In this University of Wellington research paper CRM researchers noted that even non-technology companies’ senior executives need to work closely with their IT senior colleague to identify functional areas and implement business solutions. That’s how far entrenched technology has seeped into businesses today.

But first, keep in mind that across the technological evolution, CRM objectives remain consistent:

  • Acquire more customers
  • Retain customers
  • Build customer loyalty
  • Increase profitability

It’s also worth noting the three areas where technology today is having the greatest impact on CRM:

  • Customer buying behavior. E-commerce provides small players a level playing field. With good CRM web traffic analytics and social media engagement campaigns, you can outsell big competitors online.
  • Communication between companies and consumers. Social media allows consumers to demand quick feedback, if not resolution, on their problem. Consumers are so used to CRM-level of customer service now. Delivering less than standard service, like replying back after a week or ignoring customer complaints, can spell a Public Relations disaster.
  • Collection of data. Social media and mobile technology combine to prod consumers today to reveal tons of their preferences, location, feedback signals and other personal information that CRM can consolidate to profile a three-dimensional customer with predictable buying patterns.

Technological evolution of CRM in 4 phases

CRM started as a simple data log of customer’s name, address and contact information (maybe birthday) in manual books or file documents. The main goal was often to keep tab of loyal customers and reward them with rebates or discounts on their next purchase, or simply to make the next buying process faster. This practice would be the norm until the first recognizable IT technological disruption in the eighties.

If you’re a small business and just starting out (especially a B2B), this manual approach may still be practical; that is, until you get bigger and more funds to allocate to a more serious CRM.  A logbook of thirty clients and their mobile numbers (and birthdays!) may be all that you need for now.

Read more:  List of CRM Software Benefits: 5 Reasons Why CRM Tools & Simple B2B Solutions Are Good For Your Business

1) IT-assisted CRM in the 1980s

Technological innovations like fax machines, spreadsheet databases and hotline numbers elevated CRM to a pro-active operation. Businesses started to man their frontlines with customer service representatives to address customer queries. With the help of database analysis, marketers could now read basic buying patterns of their customers. Spreadsheets, in fact, allowed the rise of database marketing, where customers were segregated according to their frequency of purchases.

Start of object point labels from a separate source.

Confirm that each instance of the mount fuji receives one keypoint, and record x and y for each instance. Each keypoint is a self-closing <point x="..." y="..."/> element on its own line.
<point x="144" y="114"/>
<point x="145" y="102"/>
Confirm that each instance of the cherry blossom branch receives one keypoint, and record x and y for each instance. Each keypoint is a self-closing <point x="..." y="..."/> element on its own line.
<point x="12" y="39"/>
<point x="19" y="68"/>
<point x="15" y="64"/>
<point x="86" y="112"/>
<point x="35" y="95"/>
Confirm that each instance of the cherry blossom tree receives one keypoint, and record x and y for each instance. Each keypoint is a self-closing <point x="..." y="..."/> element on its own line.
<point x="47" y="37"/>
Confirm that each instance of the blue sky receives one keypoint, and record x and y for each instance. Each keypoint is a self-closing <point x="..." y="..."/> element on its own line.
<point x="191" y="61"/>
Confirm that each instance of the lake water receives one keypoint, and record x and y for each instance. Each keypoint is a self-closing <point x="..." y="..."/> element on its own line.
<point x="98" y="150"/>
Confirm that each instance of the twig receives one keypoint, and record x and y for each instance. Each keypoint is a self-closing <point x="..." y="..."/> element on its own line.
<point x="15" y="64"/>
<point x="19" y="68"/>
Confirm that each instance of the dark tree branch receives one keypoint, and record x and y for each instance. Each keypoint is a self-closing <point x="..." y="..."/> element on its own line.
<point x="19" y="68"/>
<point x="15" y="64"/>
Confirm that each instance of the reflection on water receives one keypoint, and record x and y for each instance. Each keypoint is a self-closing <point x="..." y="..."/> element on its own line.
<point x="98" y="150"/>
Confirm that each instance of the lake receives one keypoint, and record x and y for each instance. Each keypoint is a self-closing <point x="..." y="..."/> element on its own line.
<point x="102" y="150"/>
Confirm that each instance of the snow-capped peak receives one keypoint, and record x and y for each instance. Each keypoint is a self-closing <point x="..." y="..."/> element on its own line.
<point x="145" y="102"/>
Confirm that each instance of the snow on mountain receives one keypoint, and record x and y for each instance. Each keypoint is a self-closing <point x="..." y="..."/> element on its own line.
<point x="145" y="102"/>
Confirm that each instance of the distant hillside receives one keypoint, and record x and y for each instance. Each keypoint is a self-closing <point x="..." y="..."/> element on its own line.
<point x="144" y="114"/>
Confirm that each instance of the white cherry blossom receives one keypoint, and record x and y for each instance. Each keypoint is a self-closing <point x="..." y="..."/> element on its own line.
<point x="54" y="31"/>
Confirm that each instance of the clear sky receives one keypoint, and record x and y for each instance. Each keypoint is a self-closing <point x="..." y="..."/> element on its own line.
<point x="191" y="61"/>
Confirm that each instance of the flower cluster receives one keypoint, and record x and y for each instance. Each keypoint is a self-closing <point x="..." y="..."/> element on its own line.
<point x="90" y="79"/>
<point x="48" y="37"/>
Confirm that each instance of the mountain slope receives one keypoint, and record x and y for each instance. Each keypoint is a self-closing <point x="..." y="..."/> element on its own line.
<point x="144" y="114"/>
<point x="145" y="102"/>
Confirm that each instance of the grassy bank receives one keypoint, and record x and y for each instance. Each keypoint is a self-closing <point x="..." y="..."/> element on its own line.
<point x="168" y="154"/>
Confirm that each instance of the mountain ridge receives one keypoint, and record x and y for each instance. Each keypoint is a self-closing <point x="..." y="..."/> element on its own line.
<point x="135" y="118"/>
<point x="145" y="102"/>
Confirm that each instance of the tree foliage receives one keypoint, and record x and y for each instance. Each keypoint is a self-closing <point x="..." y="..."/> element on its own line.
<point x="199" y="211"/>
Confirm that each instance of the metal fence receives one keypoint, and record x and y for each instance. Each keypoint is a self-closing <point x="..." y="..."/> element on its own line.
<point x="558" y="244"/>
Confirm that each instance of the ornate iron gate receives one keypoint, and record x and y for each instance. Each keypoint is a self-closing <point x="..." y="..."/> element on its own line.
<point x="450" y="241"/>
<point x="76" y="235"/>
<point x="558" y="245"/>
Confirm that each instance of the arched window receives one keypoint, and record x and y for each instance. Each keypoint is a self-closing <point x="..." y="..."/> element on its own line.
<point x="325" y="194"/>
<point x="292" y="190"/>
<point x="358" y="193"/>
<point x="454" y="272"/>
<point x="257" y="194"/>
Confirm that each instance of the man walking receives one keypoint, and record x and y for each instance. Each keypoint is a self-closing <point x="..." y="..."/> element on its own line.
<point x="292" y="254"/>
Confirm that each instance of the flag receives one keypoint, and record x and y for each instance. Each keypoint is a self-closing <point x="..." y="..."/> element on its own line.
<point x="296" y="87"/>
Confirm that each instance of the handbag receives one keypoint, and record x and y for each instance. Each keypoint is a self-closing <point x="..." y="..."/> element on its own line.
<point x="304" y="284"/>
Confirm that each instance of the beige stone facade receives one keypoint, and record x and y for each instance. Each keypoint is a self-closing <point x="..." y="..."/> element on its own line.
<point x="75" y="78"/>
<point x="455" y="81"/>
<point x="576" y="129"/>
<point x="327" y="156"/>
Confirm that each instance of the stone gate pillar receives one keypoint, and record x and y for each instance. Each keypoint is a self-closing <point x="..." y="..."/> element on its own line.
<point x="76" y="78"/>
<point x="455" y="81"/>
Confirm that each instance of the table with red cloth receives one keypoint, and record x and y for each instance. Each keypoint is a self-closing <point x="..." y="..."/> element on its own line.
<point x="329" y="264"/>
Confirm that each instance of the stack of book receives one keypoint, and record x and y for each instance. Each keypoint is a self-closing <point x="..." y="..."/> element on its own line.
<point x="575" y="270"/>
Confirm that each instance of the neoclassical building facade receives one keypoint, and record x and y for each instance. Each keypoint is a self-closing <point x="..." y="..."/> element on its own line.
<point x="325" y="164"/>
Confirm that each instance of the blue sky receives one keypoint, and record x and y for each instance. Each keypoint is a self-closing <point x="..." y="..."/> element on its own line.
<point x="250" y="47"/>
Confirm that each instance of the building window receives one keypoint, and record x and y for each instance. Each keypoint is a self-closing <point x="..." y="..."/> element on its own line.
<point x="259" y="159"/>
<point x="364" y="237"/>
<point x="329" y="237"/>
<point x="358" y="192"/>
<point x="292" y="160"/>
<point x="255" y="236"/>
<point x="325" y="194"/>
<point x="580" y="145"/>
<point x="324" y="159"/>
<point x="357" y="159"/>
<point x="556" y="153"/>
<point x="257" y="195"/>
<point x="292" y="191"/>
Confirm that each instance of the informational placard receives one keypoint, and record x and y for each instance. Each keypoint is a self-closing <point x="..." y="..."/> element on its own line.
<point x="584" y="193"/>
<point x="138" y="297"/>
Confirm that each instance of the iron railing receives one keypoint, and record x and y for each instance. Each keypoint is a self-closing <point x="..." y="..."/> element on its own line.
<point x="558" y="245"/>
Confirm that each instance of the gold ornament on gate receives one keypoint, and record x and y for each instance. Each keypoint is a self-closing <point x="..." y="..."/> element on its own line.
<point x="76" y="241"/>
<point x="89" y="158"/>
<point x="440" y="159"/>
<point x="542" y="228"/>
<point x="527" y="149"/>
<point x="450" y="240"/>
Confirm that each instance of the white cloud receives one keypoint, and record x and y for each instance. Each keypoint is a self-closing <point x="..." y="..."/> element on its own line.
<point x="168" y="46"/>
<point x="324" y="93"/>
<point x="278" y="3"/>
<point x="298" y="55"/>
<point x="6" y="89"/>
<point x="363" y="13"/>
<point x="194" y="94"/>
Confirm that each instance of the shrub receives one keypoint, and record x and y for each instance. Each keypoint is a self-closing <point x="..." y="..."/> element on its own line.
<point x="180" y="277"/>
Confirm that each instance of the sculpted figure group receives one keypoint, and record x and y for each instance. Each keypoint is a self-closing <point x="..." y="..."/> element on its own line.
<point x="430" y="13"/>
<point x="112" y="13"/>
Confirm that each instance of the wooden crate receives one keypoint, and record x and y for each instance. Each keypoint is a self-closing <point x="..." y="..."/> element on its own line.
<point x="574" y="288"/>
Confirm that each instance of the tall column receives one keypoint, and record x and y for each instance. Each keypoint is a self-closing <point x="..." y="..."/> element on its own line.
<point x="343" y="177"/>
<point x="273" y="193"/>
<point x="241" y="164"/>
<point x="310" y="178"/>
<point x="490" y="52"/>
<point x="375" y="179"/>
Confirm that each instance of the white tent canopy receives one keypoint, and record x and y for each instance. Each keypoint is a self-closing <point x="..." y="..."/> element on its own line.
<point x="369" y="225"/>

Most of the technological advances in this period simply assisted customer-relation strategies. For example, database programming could shortlist frequent buyers, but the repeat-buy promotions or offers were implemented manually and separately like through direct mail. Reader’s Digest was one of the successful adopters of this strategy, upselling its print subscribers with books and other products based on collated return-mail order forms. The publishing company could tell which subscribers had which of its books and what books to further upsell them, all by browsing through its subscription base, order forms, frequent buyer database, and creating a direct response mail campaign.

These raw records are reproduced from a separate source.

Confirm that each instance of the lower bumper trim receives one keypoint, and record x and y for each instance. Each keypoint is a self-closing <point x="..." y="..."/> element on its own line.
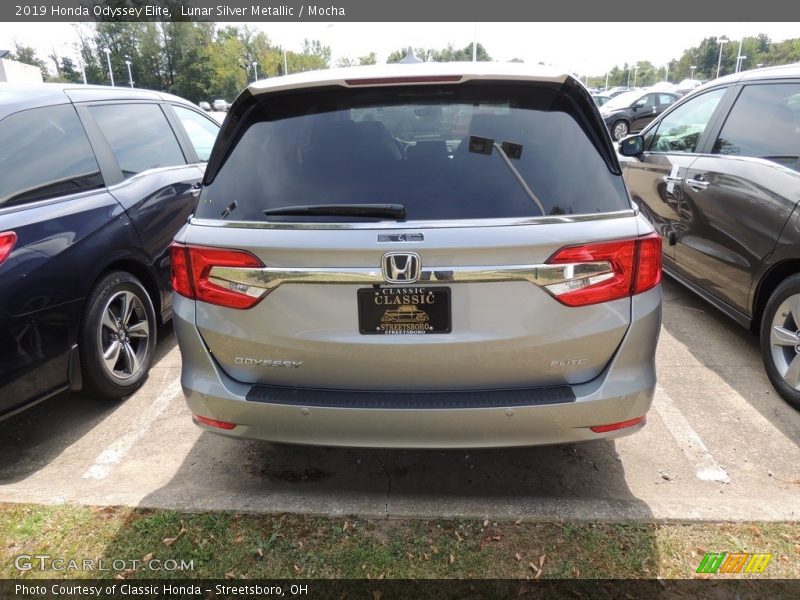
<point x="411" y="400"/>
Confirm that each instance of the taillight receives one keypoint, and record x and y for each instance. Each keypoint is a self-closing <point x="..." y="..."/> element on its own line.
<point x="7" y="241"/>
<point x="192" y="275"/>
<point x="213" y="422"/>
<point x="618" y="426"/>
<point x="648" y="263"/>
<point x="634" y="267"/>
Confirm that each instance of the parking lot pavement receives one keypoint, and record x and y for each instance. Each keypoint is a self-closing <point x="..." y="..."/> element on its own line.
<point x="719" y="444"/>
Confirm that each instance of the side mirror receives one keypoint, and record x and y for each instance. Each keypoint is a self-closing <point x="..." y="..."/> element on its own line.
<point x="632" y="146"/>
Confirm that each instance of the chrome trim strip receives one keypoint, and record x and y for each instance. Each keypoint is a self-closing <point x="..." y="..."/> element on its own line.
<point x="405" y="225"/>
<point x="257" y="283"/>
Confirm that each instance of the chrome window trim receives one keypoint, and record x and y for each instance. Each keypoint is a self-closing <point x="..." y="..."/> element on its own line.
<point x="437" y="224"/>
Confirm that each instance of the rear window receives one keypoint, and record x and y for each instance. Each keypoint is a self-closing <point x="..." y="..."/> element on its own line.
<point x="451" y="152"/>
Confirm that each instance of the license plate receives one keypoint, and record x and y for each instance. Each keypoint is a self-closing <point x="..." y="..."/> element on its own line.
<point x="404" y="311"/>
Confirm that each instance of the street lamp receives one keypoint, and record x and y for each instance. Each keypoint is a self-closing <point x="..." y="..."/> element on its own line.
<point x="108" y="58"/>
<point x="130" y="77"/>
<point x="722" y="41"/>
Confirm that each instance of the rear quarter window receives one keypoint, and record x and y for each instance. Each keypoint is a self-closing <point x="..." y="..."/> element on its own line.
<point x="411" y="146"/>
<point x="44" y="153"/>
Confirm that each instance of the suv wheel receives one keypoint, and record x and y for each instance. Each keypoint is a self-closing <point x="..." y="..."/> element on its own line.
<point x="780" y="340"/>
<point x="117" y="337"/>
<point x="619" y="130"/>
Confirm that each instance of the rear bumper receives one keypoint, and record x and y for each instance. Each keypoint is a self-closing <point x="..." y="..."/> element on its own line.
<point x="623" y="391"/>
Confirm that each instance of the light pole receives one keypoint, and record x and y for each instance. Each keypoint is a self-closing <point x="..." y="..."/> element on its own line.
<point x="130" y="77"/>
<point x="722" y="41"/>
<point x="108" y="58"/>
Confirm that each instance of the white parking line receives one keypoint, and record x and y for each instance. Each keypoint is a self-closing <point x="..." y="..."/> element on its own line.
<point x="116" y="451"/>
<point x="689" y="442"/>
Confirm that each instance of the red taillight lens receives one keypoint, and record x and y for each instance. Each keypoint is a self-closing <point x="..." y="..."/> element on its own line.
<point x="648" y="263"/>
<point x="191" y="269"/>
<point x="181" y="272"/>
<point x="7" y="241"/>
<point x="213" y="422"/>
<point x="635" y="265"/>
<point x="616" y="426"/>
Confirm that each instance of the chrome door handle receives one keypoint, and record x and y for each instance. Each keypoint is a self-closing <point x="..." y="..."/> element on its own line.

As IT applications developed, the eighties brought in contact management software that promised to organize various customer personal and transactional data in one program. Retrieving information like a customer’s last purchase or address was easier and faster.

The late eighties would also usher in the client/server architecture that was already popular among collaborating university-based researchers in the U.S. This structure would elevate CRM into 1990s standards.

Many struggling small businesses today still treat CRM as IT-assisted.  For instance, a restaurateur using MS Excel to sort repeat customers it culled from its Facebook page, and sending them Thank You emails or SMS messages can be classified as IT-assisted CRM.

2) IT-automated CRM

The nineties would see a boom in on-premise CRM. More powerful servers and desktop computers allowed big businesses to set up their own client/server CRM architecture. Suddenly, different departments at once had access to a single customer insight. CEOs, sales managers, product development managers and logistics heads could now collaborate more seamlessly based on customer preferences and buying patterns, delivery schedules, market feedback and other key data, which in turn was based on information entered by various departments into the CRM infrastructure.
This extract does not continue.